Anarchy Golf! And that’s your Sunday gone.

I like to follow good practice when I program. I want my code to be readable, properly indented, modular and re-usable. And I want my variables to have descriptive names. There’s nothing that I hate moderately dislike more than arbitrary abbreviations and inconsistent style. I have to say that R is not the best example when it comes to style. Even base functions often have weird names, and their arguments are either camelCased, period.separated, abbrvtd, all willy-nilly with no consistency, as if saving a few keystrokes was so important. It’s like learning PHP again. But the weirdest thing I’ve come across yet is the possibility of using a partial name for an argument (e.g. co for collapse).
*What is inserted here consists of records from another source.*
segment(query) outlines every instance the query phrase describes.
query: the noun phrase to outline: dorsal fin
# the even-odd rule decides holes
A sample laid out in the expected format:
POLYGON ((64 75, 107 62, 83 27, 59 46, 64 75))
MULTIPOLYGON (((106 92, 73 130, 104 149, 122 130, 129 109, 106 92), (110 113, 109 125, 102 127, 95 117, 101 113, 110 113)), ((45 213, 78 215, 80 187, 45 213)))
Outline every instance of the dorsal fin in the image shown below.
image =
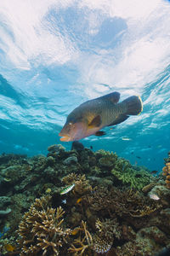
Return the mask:
POLYGON ((125 121, 126 119, 128 119, 129 118, 128 115, 126 114, 120 114, 119 116, 117 116, 117 118, 109 125, 107 126, 111 126, 111 125, 118 125, 120 123, 122 123, 123 121, 125 121))
POLYGON ((112 103, 117 103, 120 99, 120 93, 117 91, 114 91, 114 92, 109 93, 107 95, 105 95, 101 97, 99 97, 98 99, 101 99, 104 101, 110 101, 112 103))
POLYGON ((99 127, 101 125, 101 117, 99 114, 95 116, 93 120, 88 124, 88 128, 99 127))

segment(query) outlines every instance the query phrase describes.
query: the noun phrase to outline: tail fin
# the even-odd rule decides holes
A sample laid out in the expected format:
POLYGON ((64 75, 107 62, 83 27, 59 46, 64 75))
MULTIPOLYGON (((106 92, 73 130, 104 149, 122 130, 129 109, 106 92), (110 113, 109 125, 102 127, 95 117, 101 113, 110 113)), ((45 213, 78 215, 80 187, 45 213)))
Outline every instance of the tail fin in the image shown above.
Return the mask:
POLYGON ((122 102, 127 106, 126 114, 137 115, 143 110, 143 104, 140 96, 133 96, 122 102))

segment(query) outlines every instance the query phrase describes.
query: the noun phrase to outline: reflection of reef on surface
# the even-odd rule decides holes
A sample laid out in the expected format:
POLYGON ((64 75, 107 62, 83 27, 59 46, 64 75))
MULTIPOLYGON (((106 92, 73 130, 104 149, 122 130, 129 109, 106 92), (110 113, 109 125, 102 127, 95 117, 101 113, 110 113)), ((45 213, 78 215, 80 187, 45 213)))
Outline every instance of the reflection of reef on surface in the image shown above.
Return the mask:
POLYGON ((154 177, 105 150, 48 149, 0 156, 0 253, 146 256, 170 247, 169 158, 154 177))

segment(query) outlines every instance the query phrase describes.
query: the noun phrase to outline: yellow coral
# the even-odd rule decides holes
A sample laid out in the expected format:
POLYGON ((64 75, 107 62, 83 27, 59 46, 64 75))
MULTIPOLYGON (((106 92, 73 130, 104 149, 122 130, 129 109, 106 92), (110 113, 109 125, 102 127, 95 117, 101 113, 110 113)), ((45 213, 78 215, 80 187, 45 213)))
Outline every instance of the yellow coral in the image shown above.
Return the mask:
POLYGON ((60 248, 66 243, 70 229, 63 227, 65 212, 48 207, 49 197, 36 199, 19 225, 19 244, 22 255, 59 255, 60 248))

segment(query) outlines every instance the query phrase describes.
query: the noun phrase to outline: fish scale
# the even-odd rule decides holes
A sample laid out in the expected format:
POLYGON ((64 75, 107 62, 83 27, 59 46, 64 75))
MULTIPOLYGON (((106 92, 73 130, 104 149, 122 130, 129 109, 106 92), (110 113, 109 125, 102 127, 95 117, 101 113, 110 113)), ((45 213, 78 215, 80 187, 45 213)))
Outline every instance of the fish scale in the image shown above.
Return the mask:
POLYGON ((112 92, 76 108, 59 134, 62 137, 60 140, 71 142, 93 134, 101 136, 101 128, 118 125, 129 115, 138 115, 142 111, 139 96, 133 96, 118 103, 120 93, 112 92))

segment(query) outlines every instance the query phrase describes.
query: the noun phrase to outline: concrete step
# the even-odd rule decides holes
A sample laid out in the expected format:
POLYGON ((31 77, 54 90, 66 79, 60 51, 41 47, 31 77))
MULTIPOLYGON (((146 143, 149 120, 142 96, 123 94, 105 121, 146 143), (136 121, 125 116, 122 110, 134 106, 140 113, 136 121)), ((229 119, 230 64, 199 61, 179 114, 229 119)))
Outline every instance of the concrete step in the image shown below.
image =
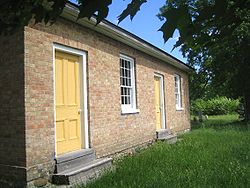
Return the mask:
POLYGON ((162 139, 170 134, 168 129, 161 129, 156 131, 156 139, 162 139))
POLYGON ((111 158, 101 158, 78 167, 69 168, 52 176, 52 183, 57 185, 74 185, 86 183, 98 177, 103 171, 112 165, 111 158))
POLYGON ((58 156, 56 161, 55 173, 63 172, 67 169, 75 168, 95 160, 93 149, 82 149, 58 156))
POLYGON ((174 144, 174 143, 177 142, 177 136, 174 135, 174 134, 169 134, 167 136, 158 138, 157 140, 165 141, 165 142, 167 142, 169 144, 174 144))

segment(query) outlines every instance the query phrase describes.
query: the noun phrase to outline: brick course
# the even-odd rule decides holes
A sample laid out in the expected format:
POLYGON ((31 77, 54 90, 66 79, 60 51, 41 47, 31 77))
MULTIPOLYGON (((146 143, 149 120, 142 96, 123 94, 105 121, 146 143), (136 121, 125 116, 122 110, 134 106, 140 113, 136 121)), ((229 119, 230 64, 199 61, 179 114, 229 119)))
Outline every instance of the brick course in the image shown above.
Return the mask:
MULTIPOLYGON (((22 165, 27 171, 27 181, 47 177, 53 171, 55 156, 53 43, 87 52, 89 140, 98 157, 111 155, 155 139, 154 73, 164 76, 167 128, 173 132, 190 128, 187 73, 62 18, 52 26, 30 24, 25 27, 23 38, 20 40, 20 46, 23 47, 20 53, 20 65, 15 65, 23 72, 14 72, 21 79, 18 79, 19 82, 12 88, 13 91, 15 87, 22 88, 22 91, 19 91, 22 94, 19 94, 19 100, 22 102, 23 111, 18 117, 22 122, 20 131, 23 133, 23 144, 19 150, 22 151, 20 157, 25 159, 22 165), (120 53, 135 59, 136 98, 137 108, 140 110, 136 114, 121 114, 120 53), (175 73, 182 77, 184 108, 182 111, 176 111, 175 108, 175 73)), ((1 41, 0 44, 2 46, 4 42, 1 41)), ((11 52, 6 53, 5 58, 9 53, 11 52)), ((16 58, 12 59, 13 64, 17 62, 16 58)), ((11 77, 7 79, 10 80, 11 77)), ((4 82, 5 85, 7 81, 4 82)), ((6 94, 2 95, 6 97, 6 94)), ((8 97, 12 99, 13 96, 10 94, 8 97)), ((6 113, 1 114, 1 118, 10 115, 9 112, 6 113)), ((6 123, 7 120, 1 122, 6 123)), ((13 126, 17 124, 16 121, 13 122, 13 126)), ((3 137, 0 139, 3 140, 3 137)), ((11 141, 12 145, 14 143, 11 141)), ((1 145, 1 151, 7 148, 1 145)))

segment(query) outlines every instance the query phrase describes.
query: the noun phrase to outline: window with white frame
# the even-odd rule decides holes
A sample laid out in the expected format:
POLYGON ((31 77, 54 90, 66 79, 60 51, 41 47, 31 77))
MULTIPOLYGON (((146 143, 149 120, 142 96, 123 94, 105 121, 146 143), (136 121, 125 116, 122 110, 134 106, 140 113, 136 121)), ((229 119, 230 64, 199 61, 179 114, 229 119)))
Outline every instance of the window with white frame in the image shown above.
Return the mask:
POLYGON ((181 109, 181 77, 177 74, 174 75, 174 92, 176 109, 181 109))
POLYGON ((136 112, 134 60, 120 55, 120 84, 122 113, 136 112))

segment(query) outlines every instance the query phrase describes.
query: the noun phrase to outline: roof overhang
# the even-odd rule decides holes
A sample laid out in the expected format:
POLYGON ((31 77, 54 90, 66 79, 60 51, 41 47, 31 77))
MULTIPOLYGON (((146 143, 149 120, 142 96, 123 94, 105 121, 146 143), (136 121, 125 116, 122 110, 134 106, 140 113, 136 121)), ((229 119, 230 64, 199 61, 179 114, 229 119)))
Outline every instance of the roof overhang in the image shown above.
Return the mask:
POLYGON ((61 16, 68 20, 71 20, 75 23, 78 23, 84 27, 90 28, 98 33, 106 35, 114 40, 122 42, 132 48, 135 48, 139 51, 142 51, 150 56, 153 56, 161 61, 173 65, 183 71, 192 72, 193 69, 178 60, 177 58, 171 56, 170 54, 164 52, 163 50, 153 46, 147 41, 139 38, 138 36, 112 24, 111 22, 104 20, 96 25, 95 17, 89 19, 79 19, 77 20, 77 16, 79 14, 79 10, 76 6, 72 4, 66 4, 61 16))

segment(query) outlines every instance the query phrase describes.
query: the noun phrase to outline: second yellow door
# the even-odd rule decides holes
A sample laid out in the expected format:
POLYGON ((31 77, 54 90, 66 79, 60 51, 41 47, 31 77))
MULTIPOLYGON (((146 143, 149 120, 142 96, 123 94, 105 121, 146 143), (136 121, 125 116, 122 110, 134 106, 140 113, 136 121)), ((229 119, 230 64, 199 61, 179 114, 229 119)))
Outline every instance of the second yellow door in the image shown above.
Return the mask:
POLYGON ((79 57, 56 52, 56 154, 82 147, 79 57))
POLYGON ((160 77, 154 77, 155 85, 155 113, 156 113, 156 130, 162 129, 162 113, 161 113, 161 80, 160 77))

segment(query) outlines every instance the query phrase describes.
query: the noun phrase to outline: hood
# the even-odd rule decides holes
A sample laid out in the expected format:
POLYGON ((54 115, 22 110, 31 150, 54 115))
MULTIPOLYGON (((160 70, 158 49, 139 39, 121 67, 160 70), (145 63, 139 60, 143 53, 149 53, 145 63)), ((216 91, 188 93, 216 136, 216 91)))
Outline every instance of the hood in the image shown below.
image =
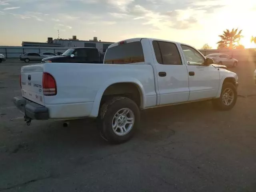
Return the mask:
POLYGON ((218 64, 211 64, 214 67, 216 68, 222 68, 222 69, 227 69, 228 68, 225 65, 218 65, 218 64))
POLYGON ((49 61, 49 60, 53 60, 54 59, 57 59, 59 58, 63 58, 64 57, 66 57, 66 56, 60 55, 59 56, 54 56, 53 57, 46 57, 45 58, 44 58, 42 60, 43 61, 49 61))

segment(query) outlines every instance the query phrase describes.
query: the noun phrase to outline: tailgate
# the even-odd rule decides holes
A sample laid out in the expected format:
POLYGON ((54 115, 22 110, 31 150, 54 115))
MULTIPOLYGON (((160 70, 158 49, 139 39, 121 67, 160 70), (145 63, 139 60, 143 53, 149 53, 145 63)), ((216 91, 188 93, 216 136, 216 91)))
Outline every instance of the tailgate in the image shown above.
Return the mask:
POLYGON ((20 73, 22 96, 44 106, 43 66, 42 63, 24 66, 20 73))

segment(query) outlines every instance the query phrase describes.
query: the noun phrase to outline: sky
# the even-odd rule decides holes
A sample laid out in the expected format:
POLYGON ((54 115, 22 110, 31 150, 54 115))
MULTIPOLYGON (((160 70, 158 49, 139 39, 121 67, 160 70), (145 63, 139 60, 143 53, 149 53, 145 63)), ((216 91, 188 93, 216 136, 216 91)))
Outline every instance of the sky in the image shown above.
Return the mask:
POLYGON ((226 29, 242 29, 253 48, 255 0, 0 0, 0 46, 94 36, 116 42, 135 37, 217 47, 226 29))

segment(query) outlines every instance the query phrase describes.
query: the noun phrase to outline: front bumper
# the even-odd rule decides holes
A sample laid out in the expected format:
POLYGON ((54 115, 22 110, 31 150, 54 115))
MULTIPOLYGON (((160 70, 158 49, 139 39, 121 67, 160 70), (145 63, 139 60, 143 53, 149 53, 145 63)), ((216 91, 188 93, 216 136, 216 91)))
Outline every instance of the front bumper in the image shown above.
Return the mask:
POLYGON ((24 98, 16 97, 13 102, 17 108, 24 114, 25 118, 45 120, 49 119, 48 108, 24 98))

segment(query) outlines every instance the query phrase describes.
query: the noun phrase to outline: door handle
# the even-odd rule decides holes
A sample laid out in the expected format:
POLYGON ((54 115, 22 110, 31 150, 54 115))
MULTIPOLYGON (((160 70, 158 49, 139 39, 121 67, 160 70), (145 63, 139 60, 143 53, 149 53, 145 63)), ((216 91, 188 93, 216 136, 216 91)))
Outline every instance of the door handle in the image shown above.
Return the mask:
POLYGON ((166 73, 164 71, 161 71, 158 73, 158 75, 160 77, 165 77, 166 76, 166 73))
POLYGON ((190 76, 194 76, 195 75, 195 72, 194 71, 190 71, 188 72, 188 74, 190 76))

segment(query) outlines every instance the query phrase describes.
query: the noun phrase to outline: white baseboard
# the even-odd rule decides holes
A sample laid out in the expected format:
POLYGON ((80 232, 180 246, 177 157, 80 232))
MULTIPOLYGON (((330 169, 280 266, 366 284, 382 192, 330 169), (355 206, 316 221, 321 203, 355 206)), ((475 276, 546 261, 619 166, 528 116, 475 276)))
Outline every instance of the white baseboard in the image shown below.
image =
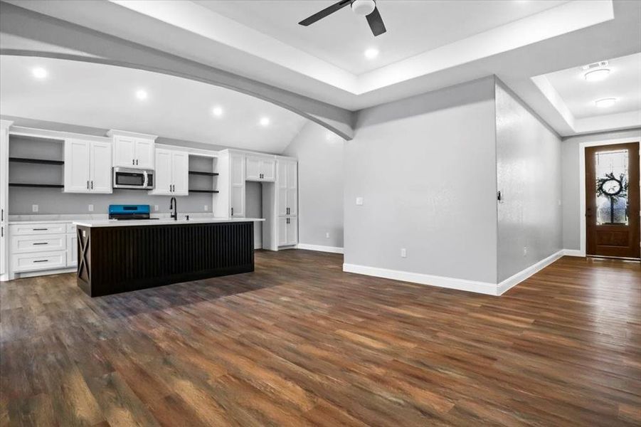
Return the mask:
POLYGON ((356 273, 366 275, 411 282, 420 285, 430 285, 439 288, 449 288, 459 290, 467 290, 489 295, 497 295, 497 284, 489 282, 477 282, 475 280, 466 280, 465 279, 455 279, 443 276, 431 275, 420 273, 410 273, 409 271, 401 271, 400 270, 389 270, 388 268, 378 268, 378 267, 368 267, 357 264, 343 264, 343 271, 347 273, 356 273))
POLYGON ((522 271, 519 271, 499 284, 491 283, 489 282, 478 282, 476 280, 446 278, 419 273, 410 273, 409 271, 401 271, 399 270, 389 270, 388 268, 379 268, 378 267, 369 267, 367 265, 359 265, 357 264, 343 264, 343 271, 364 274, 377 278, 384 278, 386 279, 392 279, 394 280, 411 282, 420 285, 429 285, 431 286, 438 286, 439 288, 467 290, 468 292, 475 292, 477 293, 488 295, 500 295, 531 275, 545 268, 563 256, 563 253, 564 251, 559 251, 548 258, 539 261, 536 264, 530 265, 522 271))
POLYGON ((514 288, 531 275, 541 271, 541 270, 562 257, 564 254, 565 250, 561 249, 558 252, 553 253, 548 258, 542 259, 536 264, 533 264, 527 268, 521 270, 513 276, 505 279, 504 280, 499 283, 499 285, 497 286, 497 295, 500 295, 503 294, 505 291, 510 289, 511 288, 514 288))
POLYGON ((21 279, 24 278, 35 278, 41 275, 51 275, 52 274, 62 274, 63 273, 74 273, 78 270, 75 267, 68 267, 65 268, 56 268, 55 270, 43 270, 40 271, 26 271, 24 273, 16 273, 16 278, 21 279))
POLYGON ((321 245, 307 245, 307 243, 298 243, 297 249, 306 249, 307 251, 318 251, 319 252, 331 252, 332 253, 343 253, 343 248, 338 246, 323 246, 321 245))

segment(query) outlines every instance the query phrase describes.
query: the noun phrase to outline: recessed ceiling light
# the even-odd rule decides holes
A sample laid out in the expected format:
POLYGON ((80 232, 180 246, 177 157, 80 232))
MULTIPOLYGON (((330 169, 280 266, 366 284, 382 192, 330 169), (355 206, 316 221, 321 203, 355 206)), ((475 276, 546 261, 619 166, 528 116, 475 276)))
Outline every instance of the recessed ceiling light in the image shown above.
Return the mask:
POLYGON ((603 98, 594 101, 594 103, 599 108, 608 108, 614 105, 616 102, 617 98, 603 98))
POLYGON ((147 90, 143 89, 139 89, 136 91, 136 97, 140 100, 144 100, 147 98, 147 90))
POLYGON ((45 78, 49 73, 42 67, 36 67, 31 70, 31 74, 33 74, 33 77, 36 78, 45 78))
POLYGON ((365 51, 365 58, 367 59, 374 59, 378 56, 378 49, 376 48, 370 48, 365 51))
POLYGON ((593 70, 586 73, 583 76, 586 81, 598 82, 606 78, 610 75, 610 70, 608 68, 601 68, 600 70, 593 70))

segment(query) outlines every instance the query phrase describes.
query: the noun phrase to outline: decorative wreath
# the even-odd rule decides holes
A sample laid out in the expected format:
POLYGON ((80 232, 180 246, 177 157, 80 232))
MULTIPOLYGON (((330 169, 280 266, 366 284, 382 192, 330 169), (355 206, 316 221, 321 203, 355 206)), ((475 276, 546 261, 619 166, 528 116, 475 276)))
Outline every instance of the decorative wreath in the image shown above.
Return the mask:
POLYGON ((610 197, 617 201, 620 197, 627 196, 627 181, 625 175, 621 174, 618 178, 613 172, 596 180, 596 194, 598 196, 610 197))

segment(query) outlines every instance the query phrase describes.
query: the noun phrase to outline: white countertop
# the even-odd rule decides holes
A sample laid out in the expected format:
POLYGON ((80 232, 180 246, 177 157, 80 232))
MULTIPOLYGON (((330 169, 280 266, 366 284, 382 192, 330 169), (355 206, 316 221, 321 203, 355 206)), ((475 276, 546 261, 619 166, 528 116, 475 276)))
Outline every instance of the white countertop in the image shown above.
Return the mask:
POLYGON ((263 218, 191 218, 187 220, 183 217, 179 218, 178 221, 162 218, 160 219, 128 219, 124 221, 118 221, 117 219, 80 220, 73 222, 77 226, 84 227, 131 227, 135 226, 164 226, 171 224, 260 222, 263 221, 265 219, 263 218))

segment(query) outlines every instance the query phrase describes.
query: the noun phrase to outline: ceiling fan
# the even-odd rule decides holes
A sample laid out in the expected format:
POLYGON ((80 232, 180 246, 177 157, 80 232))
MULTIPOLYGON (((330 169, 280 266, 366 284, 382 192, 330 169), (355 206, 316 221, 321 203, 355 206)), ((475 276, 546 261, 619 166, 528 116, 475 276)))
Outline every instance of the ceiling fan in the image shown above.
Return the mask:
POLYGON ((339 9, 343 9, 348 4, 351 6, 351 11, 354 14, 361 16, 365 16, 367 19, 367 23, 369 24, 369 28, 371 28, 371 32, 374 33, 375 36, 380 36, 387 31, 385 29, 383 19, 381 18, 381 14, 378 13, 378 9, 376 7, 376 0, 340 0, 340 1, 334 3, 329 7, 325 8, 309 18, 303 19, 298 23, 307 26, 317 21, 320 21, 328 15, 331 15, 339 9))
I’m at lost to find a rationale for this; it seems designed to engineer impenetrable code.

Good and consistent style helps you code better. Long, descriptive names make your code more readable and tab-completion will save you those precious keystrokes. So go for it. That’s not to say it can’t a problem sometimes. For example, this week I was adding some bells and whistles to a function I’d written. One statement involved subsetting a data frame on a hard coded value, like subset(result,association==”firstKind”)
A new argument for my function was, you guessed it, association. You see where it’s heading to; the statement turned to:

Select All Code:
1
subset(result,association==association)

And of course it failed; the condition is always true, because both instances of association are interpreted to be referring the column name of the data frame. So all rows are selected, whatever the argument is.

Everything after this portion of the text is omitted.